Charles writes:
> If you don't boil the water somebody who drinks it gets sick and suffers.
Of course, you have thought of this, and I guess you can guess that I'd stay
focussed on human suffering avoidance, not go to the level of avoiding
micro-organism suffering.
Exactly. Which is why I find jks/Rawls proceduralism so tepid. It does nothing to to help clarify the choices that have to be made when considering the issue of suffering. Their approach is also vulnerable to the influence of power and money.
> Capitalism creates appetites that it can't fill,thus suffering.
Exactly. It needs to be replaced with a system that doesn't create appetites and, therefore, reduces suffering.
> All systems are unstable. Buddhism cannot stop change of society.
Buddhism never said it could. In fact, it is a system designed to work in a society in a constant state of flux.
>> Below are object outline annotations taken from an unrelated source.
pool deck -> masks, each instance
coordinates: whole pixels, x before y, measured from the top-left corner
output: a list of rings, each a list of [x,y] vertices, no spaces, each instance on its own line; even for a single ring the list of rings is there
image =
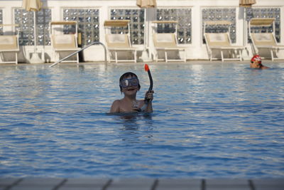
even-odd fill
[[[283,190],[284,179],[0,178],[0,190]]]
[[[107,66],[111,66],[111,65],[143,65],[144,63],[147,63],[149,65],[196,65],[196,64],[204,64],[204,65],[210,65],[210,64],[230,64],[231,63],[239,63],[239,64],[247,64],[248,66],[249,67],[250,64],[250,60],[242,60],[242,61],[234,61],[234,60],[226,60],[224,62],[222,62],[220,60],[187,60],[185,63],[185,62],[163,62],[163,61],[159,61],[159,62],[155,62],[155,61],[151,61],[151,62],[120,62],[120,63],[107,63]],[[284,59],[283,60],[275,60],[274,61],[272,61],[271,60],[263,60],[262,63],[264,65],[266,64],[270,65],[270,66],[272,66],[271,64],[273,65],[273,63],[284,63]],[[18,64],[11,64],[11,63],[1,63],[0,66],[5,66],[5,65],[44,65],[44,66],[50,66],[54,63],[19,63]],[[53,67],[56,67],[58,65],[105,65],[104,61],[94,61],[94,62],[80,62],[78,64],[74,63],[60,63]]]

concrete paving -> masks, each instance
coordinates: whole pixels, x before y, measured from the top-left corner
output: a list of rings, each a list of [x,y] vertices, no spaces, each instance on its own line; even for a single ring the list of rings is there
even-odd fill
[[[284,179],[0,178],[0,190],[283,190]]]

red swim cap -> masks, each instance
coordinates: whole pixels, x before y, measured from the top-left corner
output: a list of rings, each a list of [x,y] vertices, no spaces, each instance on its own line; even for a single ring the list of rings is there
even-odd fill
[[[255,60],[261,61],[261,58],[258,55],[255,55],[251,60],[251,62],[254,62]]]

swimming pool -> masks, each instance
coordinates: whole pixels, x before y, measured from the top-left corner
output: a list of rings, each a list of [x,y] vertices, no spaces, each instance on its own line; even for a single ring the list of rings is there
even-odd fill
[[[0,176],[284,176],[284,64],[149,64],[151,114],[109,115],[142,64],[1,65]]]

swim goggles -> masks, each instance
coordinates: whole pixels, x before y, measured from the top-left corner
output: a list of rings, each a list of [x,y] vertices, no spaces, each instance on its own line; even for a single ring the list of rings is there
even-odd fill
[[[120,81],[119,85],[122,88],[138,86],[139,85],[139,80],[137,78],[126,78]]]

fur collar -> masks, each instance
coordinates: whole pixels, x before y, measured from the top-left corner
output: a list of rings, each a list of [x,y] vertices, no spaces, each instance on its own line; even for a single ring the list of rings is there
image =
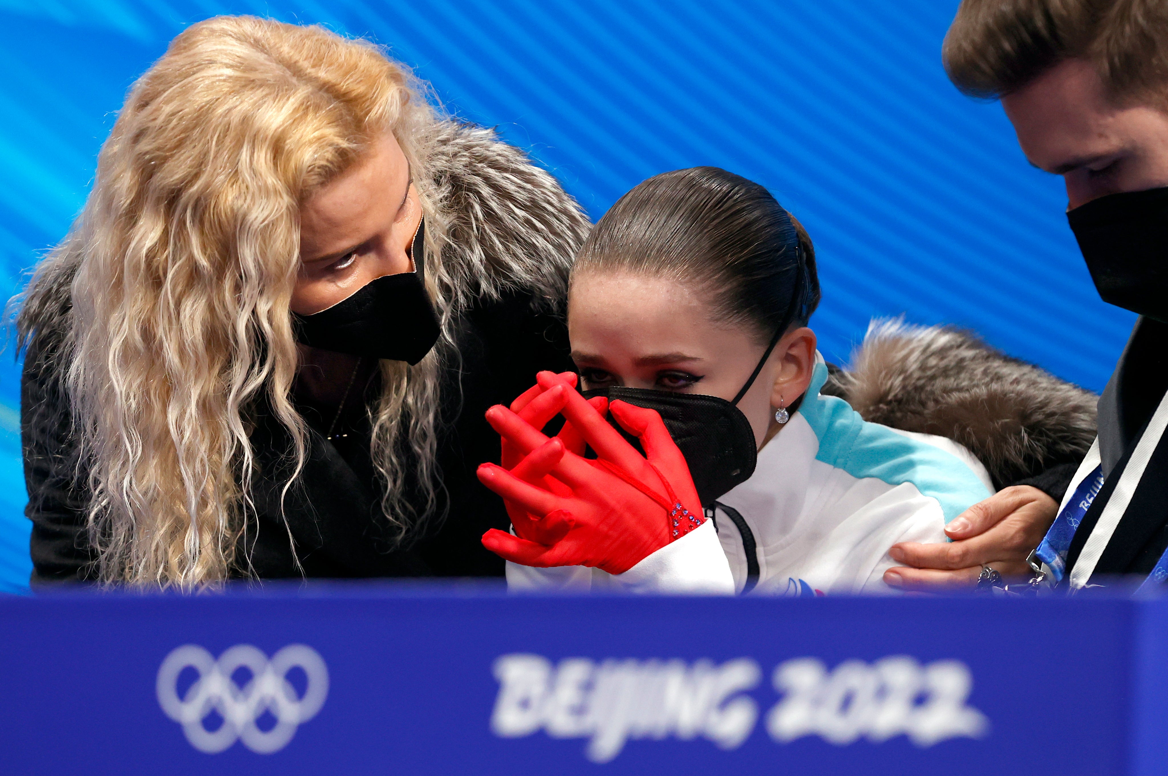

That is what is so neat about it.
> Nah. Desire is desirable. Life is struggle. If you are not struggling, you
are dead.
You seem to have conflated two ideas here. Certainly, Buddha would agree that life is struggle. The Buddha also realized that suffering stems from desire, so while desire is an inevitable part of human life, the important matter is the approach one takes to desire.
> There is no escape from all suffering, as Marx taught. To live is to
suffer some.
Buddha taught the same thing. The only ultimate escape is through enlightenemnt and the cessation of the cycle of rebirth.
> Give up your flight from suffering and live!
I live quite nicely (thank you for your concern). I do not flee from suffering, rather I reduce it to the greatest extent that I can. I also cultivate an attitude of non-attachment toward desire, thereby helping to reduce my suffering and the suffering of others.
> You only live once.
Well, that is open to debate. LOL.
jks writes:
> I should also say that the whole point of the constitutional protections
for discrete and insular minorities is that anti-minority legislation has to
pass by a lot more than a supermajority -- basically it requires a
constitutional amendment.
I think all the constitutional amendments passed/proposed so far only needed/need a simple majority. DOMA also needed only a simple majority. When it comes to issues of civil rights, I believe a supermajority should be required.
> I am still unclear about your idea of nondomination.
Nondomination means that I would live in a society where my rights as a minority can be abrogated only after the most arduous of processes and evaluations (one can never guarantee that they would never be violated). Queers are not in control of their own destiny in this country. They live under the whim of heteros. That is domination.
> But, as Rawls emphasizes, you can't base the constitution of society on
your particular conception of the good, even if it seems obvious to you that
reduction of overall suffering is the right thing to do, it's not obvious to
others.
But suffering can be measured -- suffering is not a concept, but an empirical reality. Is there any documented society that was/is organized around the principle of increasing suffering for its people?
> Likewise, you cannot base the fundamental rules of society on a
controversial metaphysical view about the nature of the self.
Agreed. That is why I argue from Buddhism since Buddhism is not metaphysical (though metaphysical beliefs have been added on to the Buddha's teachings over the centuries, I am referring here to the tenets taught by the Buddha). Its tenets are empirically provable.
> That is something about which reasonable people must be free to differ,
and will always disagree about. The basis of a free society must be much
more superficial. If you are, as you say, pragmatic, that should be obvious,
although it is a deep point.
Reasonable people are free to differ all they want. But I do not believe that their differing should be allowed to result in the domination and suffering of others. Being a pragmatist, I take into consideration the end result, not just the procedures leading to the result.
Mike writes:
> The irony is that as a class, we are organized, but not for ourselves.
I never thought of it that way. The problem is that we also organize in order to satisfy the desires of the individual self, which prevents us from organizing for the benefit of the decentered Buddhist self.
> Surely, we are socially interdependent--we useful producers need each
other to survive. We don't need parasites i.e. the ruling class, except as
they become useful producers in a classless society--after the revolution.
The ruling class creates the idee fixe of the individual self to prevent class consciousness from arising. People, in thrall to their desires, are blinded to reality and can never join together in unified action against the elite.
> The indoctrination which you mention is part and parcel of the history of
ideas which dominate our era.
Not just our era, but most of Western thought and civilization. As William James said, we took a wrong turn at Plato and have yet to recover (or find Pismo Beach).
Also, you might add to your reading list The Lost Ones -- my favorite Beckett novel and one of the best depictions of Western society I know of. I reread it at least once a year.